Lysosome size, motility and stress response regulated by fronto-temporal dementia modifier TMEM106B
- Mol Cell Neurosci. 2014 Jul;61:226-40. doi: 10.1016/j.mcn.2014.07.006.
- 1. Program in Cellular Neuroscience, Neurodegeneration & Repair, Yale University School of Medicine, New Haven, CT 06536, USA; Department of Neurology, Yale University School of Medicine, New Haven, CT 06520, USA.
- 2. Department of Cell Biology, Yale University School of Medicine, New Haven, CT 06510, USA.
- 3. Program in Cellular Neuroscience, Neurodegeneration & Repair, Yale University School of Medicine, New Haven, CT 06536, USA; Department of Neurology, Yale University School of Medicine, New Haven, CT 06520, USA. Electronic address: [email protected].
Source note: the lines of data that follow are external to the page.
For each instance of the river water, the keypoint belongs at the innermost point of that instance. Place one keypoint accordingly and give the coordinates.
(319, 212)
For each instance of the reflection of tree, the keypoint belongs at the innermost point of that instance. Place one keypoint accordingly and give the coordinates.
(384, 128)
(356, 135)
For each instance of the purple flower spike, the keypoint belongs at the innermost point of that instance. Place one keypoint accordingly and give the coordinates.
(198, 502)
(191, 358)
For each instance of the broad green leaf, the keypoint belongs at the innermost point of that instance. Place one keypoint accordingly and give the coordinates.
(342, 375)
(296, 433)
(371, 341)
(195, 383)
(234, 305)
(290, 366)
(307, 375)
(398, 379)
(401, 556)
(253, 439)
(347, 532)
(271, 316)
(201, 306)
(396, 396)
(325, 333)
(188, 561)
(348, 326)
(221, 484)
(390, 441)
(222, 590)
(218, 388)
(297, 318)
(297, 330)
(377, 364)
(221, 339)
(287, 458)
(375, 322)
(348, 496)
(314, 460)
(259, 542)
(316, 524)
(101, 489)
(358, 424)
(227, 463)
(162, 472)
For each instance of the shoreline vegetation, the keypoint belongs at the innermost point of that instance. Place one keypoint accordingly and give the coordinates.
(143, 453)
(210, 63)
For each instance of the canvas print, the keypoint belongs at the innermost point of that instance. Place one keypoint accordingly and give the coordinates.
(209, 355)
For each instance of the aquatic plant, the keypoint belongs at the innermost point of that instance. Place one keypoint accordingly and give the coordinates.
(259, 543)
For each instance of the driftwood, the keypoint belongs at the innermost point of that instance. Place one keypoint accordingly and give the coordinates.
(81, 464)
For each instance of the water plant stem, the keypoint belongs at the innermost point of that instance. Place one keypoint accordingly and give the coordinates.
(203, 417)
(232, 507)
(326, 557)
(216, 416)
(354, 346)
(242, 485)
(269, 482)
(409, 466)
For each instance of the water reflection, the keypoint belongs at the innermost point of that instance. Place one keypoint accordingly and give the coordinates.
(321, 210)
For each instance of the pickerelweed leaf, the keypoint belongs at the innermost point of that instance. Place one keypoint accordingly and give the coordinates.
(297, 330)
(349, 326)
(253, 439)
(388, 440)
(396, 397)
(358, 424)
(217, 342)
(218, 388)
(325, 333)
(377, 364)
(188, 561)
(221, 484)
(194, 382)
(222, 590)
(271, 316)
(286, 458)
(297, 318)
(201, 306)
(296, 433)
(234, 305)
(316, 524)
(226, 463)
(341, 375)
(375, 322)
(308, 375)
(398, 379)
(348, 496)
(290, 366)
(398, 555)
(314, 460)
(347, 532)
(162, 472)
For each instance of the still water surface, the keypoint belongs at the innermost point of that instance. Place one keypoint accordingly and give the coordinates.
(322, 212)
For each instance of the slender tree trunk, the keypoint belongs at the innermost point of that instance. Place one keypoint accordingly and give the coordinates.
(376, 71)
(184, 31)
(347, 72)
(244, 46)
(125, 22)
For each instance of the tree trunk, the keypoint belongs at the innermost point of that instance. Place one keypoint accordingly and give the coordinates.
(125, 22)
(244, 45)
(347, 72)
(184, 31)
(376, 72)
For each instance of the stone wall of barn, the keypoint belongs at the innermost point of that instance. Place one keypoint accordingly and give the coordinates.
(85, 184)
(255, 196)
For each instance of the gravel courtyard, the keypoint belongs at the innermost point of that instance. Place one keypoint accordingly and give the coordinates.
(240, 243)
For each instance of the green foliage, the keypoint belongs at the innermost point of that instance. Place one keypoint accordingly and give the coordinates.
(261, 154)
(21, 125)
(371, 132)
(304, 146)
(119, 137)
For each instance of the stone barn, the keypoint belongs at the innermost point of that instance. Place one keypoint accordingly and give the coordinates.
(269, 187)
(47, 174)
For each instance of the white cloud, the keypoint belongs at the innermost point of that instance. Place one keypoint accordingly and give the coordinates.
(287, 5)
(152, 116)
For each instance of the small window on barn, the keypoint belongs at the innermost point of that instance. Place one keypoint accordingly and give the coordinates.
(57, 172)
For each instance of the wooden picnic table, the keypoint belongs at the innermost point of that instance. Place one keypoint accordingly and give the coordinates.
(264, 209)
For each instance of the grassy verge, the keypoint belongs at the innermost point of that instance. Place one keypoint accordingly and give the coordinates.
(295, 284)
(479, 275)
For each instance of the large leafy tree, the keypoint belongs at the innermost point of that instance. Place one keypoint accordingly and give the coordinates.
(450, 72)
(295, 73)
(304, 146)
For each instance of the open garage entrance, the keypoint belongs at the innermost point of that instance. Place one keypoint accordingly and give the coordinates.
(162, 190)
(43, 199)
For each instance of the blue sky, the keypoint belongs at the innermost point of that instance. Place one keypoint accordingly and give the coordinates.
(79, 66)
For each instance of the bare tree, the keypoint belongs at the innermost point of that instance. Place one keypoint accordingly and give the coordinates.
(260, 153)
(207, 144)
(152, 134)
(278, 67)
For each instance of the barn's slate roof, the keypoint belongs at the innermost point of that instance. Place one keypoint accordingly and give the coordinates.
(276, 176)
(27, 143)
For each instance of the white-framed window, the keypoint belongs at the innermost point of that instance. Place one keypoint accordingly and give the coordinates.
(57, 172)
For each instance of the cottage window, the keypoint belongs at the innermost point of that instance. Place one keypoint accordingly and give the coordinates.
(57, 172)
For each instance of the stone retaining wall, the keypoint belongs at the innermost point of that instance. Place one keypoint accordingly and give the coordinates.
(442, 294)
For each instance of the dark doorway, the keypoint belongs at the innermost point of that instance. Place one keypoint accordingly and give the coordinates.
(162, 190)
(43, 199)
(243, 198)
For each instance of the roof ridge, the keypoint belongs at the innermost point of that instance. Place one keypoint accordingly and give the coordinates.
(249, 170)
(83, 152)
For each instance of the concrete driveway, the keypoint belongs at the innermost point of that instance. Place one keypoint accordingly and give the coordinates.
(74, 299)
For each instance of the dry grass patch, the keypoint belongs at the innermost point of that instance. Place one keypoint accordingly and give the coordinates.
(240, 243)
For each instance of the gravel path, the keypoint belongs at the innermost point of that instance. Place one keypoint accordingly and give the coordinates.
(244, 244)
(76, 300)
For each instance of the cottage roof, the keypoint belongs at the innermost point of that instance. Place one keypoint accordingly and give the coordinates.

Fronto-temporal lobar degeneration with TDP-43 (FTLD-TDP) is a fatal neurodegeneration. TMEM106B variants are linked to FTLD-TDP risk, and TMEM106B is lysosomal. Here, we focus on neuronal TMEM106B, and demonstrate co-localization and traffic with lysosomal LAMP-1. pH-sensitive reporters demonstrate that the TMEM106B C-terminus is lumenal. The TMEM106B N-terminus interacts with endosomal adaptors and Other TMEM106 proteins. TMEM106B knockdown reduces neuronal lysosomal number and diameter by STED microscopy, and overexpression enlarges LAMP-positive structures. Reduction of TMEM106B increases axonally transported lysosomes, while TMEM106B elevation inhibits transport and yields large lysosomes in the soma. TMEM106B overexpression alters lysosomal stress signaling, causing a translocation of the mTOR-sensitive transcription factor, TFEB, to neuronal nuclei. TMEM106B loss-of-function delays TFEB translocation after Torin-1-induced stress. Enlarged TMEM106B-overexpressing lysosomes maintain organelle integrity longer after lysosomal photodamage than do control lysosomes, while small TMEM106B-knockdown lysosomes are more sensitive to illumination. Thus, neuronal TMEM106B plays a central role in regulating lysosomal size, motility and responsiveness to stress, highlighting the possible role of lysosomal biology in FTLD-TDP.